Atıl Ant'ın kitap okuruna ilişkin bir başka tesbiti de, 8 yıllık kesintisiz eğitim sisteminin okur sayısını arttıracağı yönünde: ‘‘İlkokul 5. sınıfta kolejlere hazırlanan ve testlere gömülen öğrenciler artık lise son sınıfa kadar daha çok kitap okuma imkanına kavuşacaklar.’’
Çocuklara okuma alışkanlığının kazandırılabilmesi için özellikle ilkokullarda mutlaka ciddi kitaplıklar kurulması gerektiğine dikkati çeken Ant, ‘‘Talim Terbiye Kurulu'nun izin vermediği kitaplar okul kitaplıklarına giremiyor.
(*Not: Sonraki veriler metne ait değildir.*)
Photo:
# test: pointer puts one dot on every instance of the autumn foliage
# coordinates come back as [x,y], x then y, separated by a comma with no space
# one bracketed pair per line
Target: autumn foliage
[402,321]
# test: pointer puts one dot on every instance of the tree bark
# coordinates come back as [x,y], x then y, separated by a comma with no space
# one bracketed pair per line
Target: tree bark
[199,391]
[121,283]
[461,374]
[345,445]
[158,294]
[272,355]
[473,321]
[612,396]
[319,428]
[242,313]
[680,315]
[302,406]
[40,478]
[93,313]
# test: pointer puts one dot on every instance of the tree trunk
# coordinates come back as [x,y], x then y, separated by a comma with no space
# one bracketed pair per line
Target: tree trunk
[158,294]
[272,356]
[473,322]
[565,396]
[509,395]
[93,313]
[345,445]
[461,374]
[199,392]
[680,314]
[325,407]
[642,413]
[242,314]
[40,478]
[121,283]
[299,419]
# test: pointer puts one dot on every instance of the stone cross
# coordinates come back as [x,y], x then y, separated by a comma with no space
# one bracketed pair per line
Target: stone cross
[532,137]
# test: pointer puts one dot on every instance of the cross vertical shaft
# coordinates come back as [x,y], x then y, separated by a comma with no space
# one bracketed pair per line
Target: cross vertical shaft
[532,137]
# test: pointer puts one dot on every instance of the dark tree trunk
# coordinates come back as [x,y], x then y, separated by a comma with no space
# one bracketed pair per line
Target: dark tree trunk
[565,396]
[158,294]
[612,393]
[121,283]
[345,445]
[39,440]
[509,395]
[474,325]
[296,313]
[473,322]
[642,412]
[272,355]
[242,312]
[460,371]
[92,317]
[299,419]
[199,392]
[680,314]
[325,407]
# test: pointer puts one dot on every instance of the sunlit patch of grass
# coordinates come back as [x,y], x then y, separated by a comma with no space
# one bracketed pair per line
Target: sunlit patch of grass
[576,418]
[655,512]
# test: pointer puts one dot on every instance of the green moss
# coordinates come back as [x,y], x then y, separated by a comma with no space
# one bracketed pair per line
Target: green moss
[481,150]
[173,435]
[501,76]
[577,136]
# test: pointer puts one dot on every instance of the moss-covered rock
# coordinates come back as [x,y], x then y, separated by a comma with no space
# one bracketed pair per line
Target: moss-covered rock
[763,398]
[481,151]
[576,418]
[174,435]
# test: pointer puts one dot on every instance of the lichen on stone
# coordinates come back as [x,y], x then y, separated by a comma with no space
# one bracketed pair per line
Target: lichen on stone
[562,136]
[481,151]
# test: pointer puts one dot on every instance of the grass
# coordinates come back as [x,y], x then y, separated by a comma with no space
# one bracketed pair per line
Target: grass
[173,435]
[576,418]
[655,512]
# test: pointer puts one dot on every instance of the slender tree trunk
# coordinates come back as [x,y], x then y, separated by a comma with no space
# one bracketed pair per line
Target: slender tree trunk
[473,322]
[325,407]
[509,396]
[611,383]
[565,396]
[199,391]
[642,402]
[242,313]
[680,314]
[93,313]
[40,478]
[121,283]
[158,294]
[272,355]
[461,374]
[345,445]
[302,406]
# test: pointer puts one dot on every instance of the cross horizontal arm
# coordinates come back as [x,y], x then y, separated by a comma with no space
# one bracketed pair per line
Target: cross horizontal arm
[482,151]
Bu da, sadece belli görüşteki insanların kitaplarının okutulması demektir ki çok sıkıntı yaratıyor’’ diyor. Türkiye'de bir ''Yayıncılık Kanunu'' bulunmadığını belirten Ant, 225 yayınevinin biraraya gelerek Uluslararası Yayıncılar Birliği'nin kendilerine önerdiği bir kanunu Türkiye'ye adapte ettiklerini ve yakında Kültür Bakanlığı'na sunacaklarını söylüyor.
Yaşlara göre tercihler
Afa Yayınları, okuyucuların yaş gruplarına göre yöneldikleri kitapları şöyle sıralıyor:
Çocuk okurlar, macera türü öyküler, mizah kitapları ve Asteriks türü kitapları tercih ediyor.
18-25 yaş arası gençler ve öğrenciler, çağdaş dünya edebiyatı başta olmak üzere Türk Edebiyatı, sinema ve tiyatro, klasik romanlar okuyor.
25-45 yaş arası kadın okurlar, çeviri edebiyat ve Türk edebiyatına meraklılar.
25-45 orta yaşlı erkek okurlar, özellikle Türk ve Osmanlı tarihi, inceleme-araştırma kitapları ve edebi romanlar okuyorlar.
Orta yaş sonrası kuşak ise anı, tarih ve Türk Edebiyatını tercih ediyor.